Appearance: He is about 6'3'' long, his hair is short and black. His eyes are dark brown.
Wargear: Bolt pistol and Power sword.
Background: Fred does not remember much of his life before being trained as a Commissar. After he was made a Commissar he has been in many battles before being sent to Demagun V.

I hope I can be a commissar.


----------



## Lord Ramo (Apr 12, 2009)

Name: Lord Melstip, bringer of darkness.
Race: Chaos, Night Lords chapter.
Rank: Chaos Lord
Apperance: Melstip has very short black hair, with teeth filled to the point they look like fangs. He has scars all over his face and has dark blue eyes.
Wargear: Jump Pack, Bolter and Power Sword.
Background: He was intially a sergeant in the 2nd company of the night lords during the emperors Grand crusade. He followed the Night Haunter dilligently and when he turned Melstip followed suit. After the loss on Terra he and several of his companions broke away from the Night Lords legion, were he became Lord of them. He is feared across several sectors for being merciless and appearing out of nowhere to rain destruction on a planet. hope its ok.


----------



## dark angel (Jun 11, 2008)

Do you mind if i can be a Iron Warrior-

Name: Arkias Ironfisted.

Race: Iron Warrior Chaos Space Marine.

Appearance: Arkias is a brutish form. Standing nearly a head taller than most marines he dwarfes nearly all. His armour resembles that of some kind of monster with chainmail hanging from his left shoulder and ending at his knees, he wears a pair of ammunition belts around his shoulders and across his body so they form a X shape. pipes run from his skull and down into his back, fluid constantly being slurped back and forth. His left eye is a obsidan black bionic that was replaced during the Siege of Terra while his white eye is grey in colour red scars cover the rest of his face like some gory tattoo. His lower jaw his a metal guard after it was smashed off my a Ultramarine Chaplain.

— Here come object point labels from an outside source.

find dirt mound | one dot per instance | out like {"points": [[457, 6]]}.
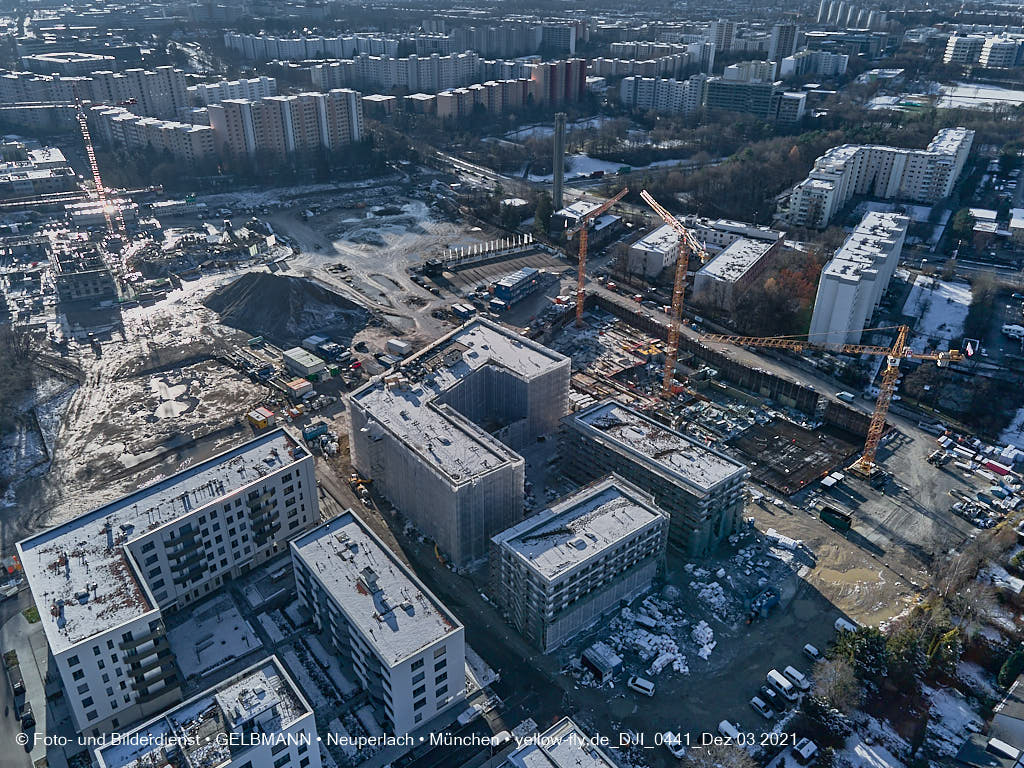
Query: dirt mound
{"points": [[286, 309]]}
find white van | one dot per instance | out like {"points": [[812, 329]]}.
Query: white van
{"points": [[641, 686], [798, 678], [843, 625], [777, 681], [728, 730]]}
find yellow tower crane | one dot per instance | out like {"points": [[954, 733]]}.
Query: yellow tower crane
{"points": [[687, 245], [584, 227]]}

Weapons: A lightning claw with a inbuilt plasma weapon called Siegebreaker that take up his entire lower arm, grey pipes run from it up too his upper arm which is a power core that flashes with unholy powers. His lower left arm is missing, its now replaced by a simple skeletal arm that looks almost out of place from the bulky armour although it is extremly strong. 

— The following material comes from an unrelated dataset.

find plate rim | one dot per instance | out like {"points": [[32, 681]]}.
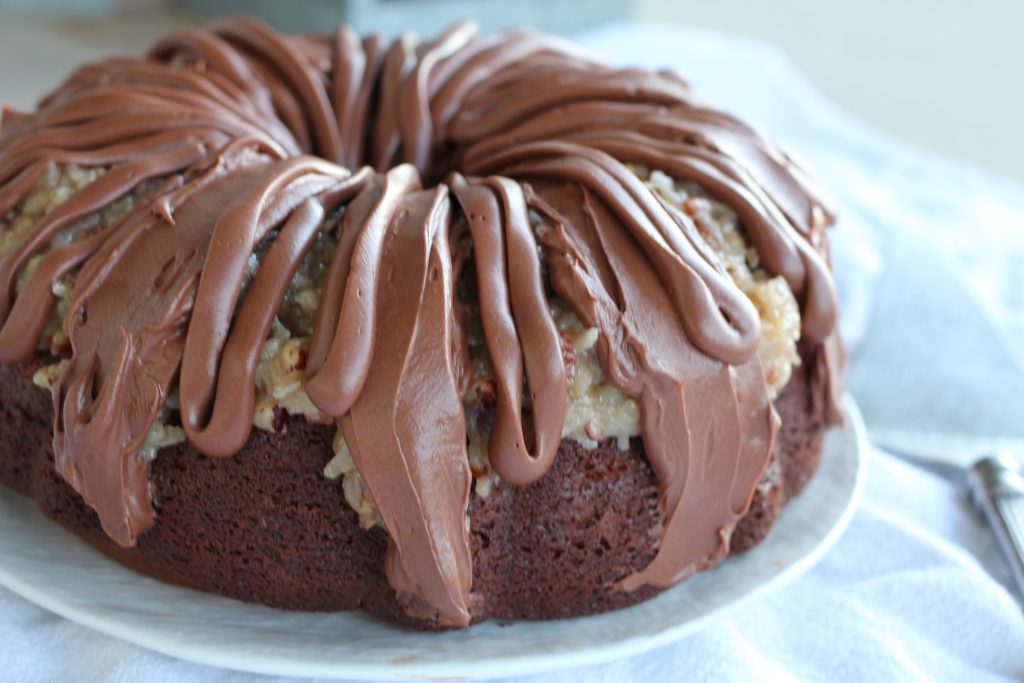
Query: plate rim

Age: Unknown although extremly old. 

Background: A true son of Olympia Arkias was a member of the Iron Warriors 4th Grand Company Pre-Heresy but found himself and his disgruntled Squad was placed on a small frigate named _Ironson_ that would serve him and his small force right away into the 41st millenium. His squad served during the War Of Terra where Arkias found himself in a deadly duel with Rogal Dorn himself, it left the Iron Warrior battered and broken, his body dragged away from the battlefield where it was repaired. His squad retreated earlier than the rest of the force none of them wanting too lose their precious commander. Arkias was redirected from his current position after he picked up a signal from the world of Demagun V...........


----------



## solitaire (Mar 24, 2008)

I'm reusing this character from a previous rp ('cept with a slightly altered name), but won't be able to make any more posts till Thursday or Friday as I'm visiting family.

Name: Jeddon Curion

Race: Imperial Guard

Rank: Sanctioned Psyker

Appearance: He's short, stooped and thin to the point he looks anorexic and wears a dull greenish coloured robes. He is very young with bright, if slightly confused, features and his hair is a light brown. His eyes are a sparkly blue but whenever he uses his powers they dilate and make his whole eyes turn black. He carries a brass staff with the imperial aquila on the end.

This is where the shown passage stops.